Eight Confessions for the Workplace
Presence. What does it look like to both know and practice God’s deep presence in our day-to-day working lives?
Identity. Rather than success, fame, or fortune, what does it look like to find our deepest working identity in God and God alone?
1,617 years ago St. Augustine of Hippo penned one of the most famous pieces of literature in the history of the Christian faith, The Confessions. In those hallowed pages, Augustine reflects on the intimate presence and persistent work of God in his life with a raw vulnerability and a unique authenticity. Augustine struggles with universal questions about ambition and competition, gifts and calling, money and power, sex and seduction, and meaning and purpose. He struggles with these questions, all the while experiencing the simultaneous feelings of being both deeply in love with and deeply confused and frustrated by God.
The question for us is this: What do 21st century professionals have to learn from a 4th century African saint? The following is a series of eight short reflections on the relevance of The Confessions to the life of the Christian professional today.
God’s Presence at Work: Workplace Confessions from Book #1
“Speak to me so that I may hear. See the ears of my heart are before you, Lord. Open them and ‘say to my soul, I am your salvation.’ After that utterance I will run and lay hold on you. Do not hide your face from me (Psalm 26:9). Lest I die, let me die so that I may see it.” Confessions, Section 1.5
“Where is God in all of this?”
Christian professionals serving in a fast, secular, and globalizing marketplace commonly struggle with a sense of God’s presence, work, and relevance in their daily lives. God seems distant, Sunday’s worship feels remote on Monday, and work seems to roll on with a machine-like inevitability. The miraculous, the profound, and the “spiritual” feels a long way off.

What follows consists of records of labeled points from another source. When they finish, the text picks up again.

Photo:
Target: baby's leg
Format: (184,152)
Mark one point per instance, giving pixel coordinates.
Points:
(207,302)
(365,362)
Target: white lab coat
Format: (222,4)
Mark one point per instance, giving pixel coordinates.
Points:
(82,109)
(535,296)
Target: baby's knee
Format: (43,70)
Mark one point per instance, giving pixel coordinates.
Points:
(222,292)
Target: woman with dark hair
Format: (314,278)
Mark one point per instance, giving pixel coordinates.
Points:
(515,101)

On the first page of his Confessions Augustine famously declares to God “You have made us for yourself, and our hearts are restless until they rest in thee.” Augustine continually argues that human beings are always and everywhere ultimately longing to know and be known by God. It is that critical gap between God and us that is the ultimate cause of our restlessness and angst. We were fundamentally designed for intimacy with God, who is our ultimate “Sweetness,” as Augustine famously calls God.

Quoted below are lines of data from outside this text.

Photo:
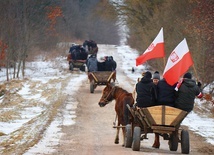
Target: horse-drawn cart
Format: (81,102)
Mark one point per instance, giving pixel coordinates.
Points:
(101,78)
(162,120)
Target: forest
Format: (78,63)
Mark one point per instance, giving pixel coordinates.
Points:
(27,25)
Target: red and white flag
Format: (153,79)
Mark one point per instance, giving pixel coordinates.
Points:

While Augustine has been declared a “saint” we see in the opening pages of the Confessions that he struggles, like all of us, with the very common fear that God is silent and absent from the mundane daily activities of our work and life. Augustine too felt that God sometimes seemed a long way off. In this (perceived) divine absence, Augustine confesses that he begins to shrivel up.

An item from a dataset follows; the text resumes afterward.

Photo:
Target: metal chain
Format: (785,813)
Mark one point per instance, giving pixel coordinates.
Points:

This perception of divine absence is common. Augustine’s response to it, however, is rather uncommon. He fights back. In the passage above Augustine refuses to accept this perceived silence. Augustine implores God to come near. He pleads with God to make himself known. Augustine acknowledges that God is indeed present and speaking, but that his own ears have closed themselves to his voice. And so he pleas, “Speak to me so that I may hear. See the ears of my heart are before you, Lord. Open them and ‘say to my soul, I am your salvation.”
Through out the first book of his Confessions, Augustine models for us all a life that longs for intimacy with God- intimacy not simply in his private life, but in every aspect of his public life as well. Augustine pleads and demands that God make his voice heard. He confesses that he has grown deaf to God’s voice and that he stands in need of a “divine ear-cleaning.”
These Confessions lead me to ask myself a number of questions about God’s presence and voice in my own working life. First, how do I respond when it feels like God is far off from my day-to-day tasks? Do I just shrug my shoulders and try to move on without God’s presence and guidance? Do I accept that I am my own god? Or, do I engage God in a struggle, in a fight? Do I ask—no—do I demand that God make himself known in my workplace? Do I confess my deep need for His voice? Can I say the following prayer with Augustine? “Do not hide your face from me. Lest I die, let me die so that I may see it.” How, in the end, will I respond to these moments of perceived silence and absence?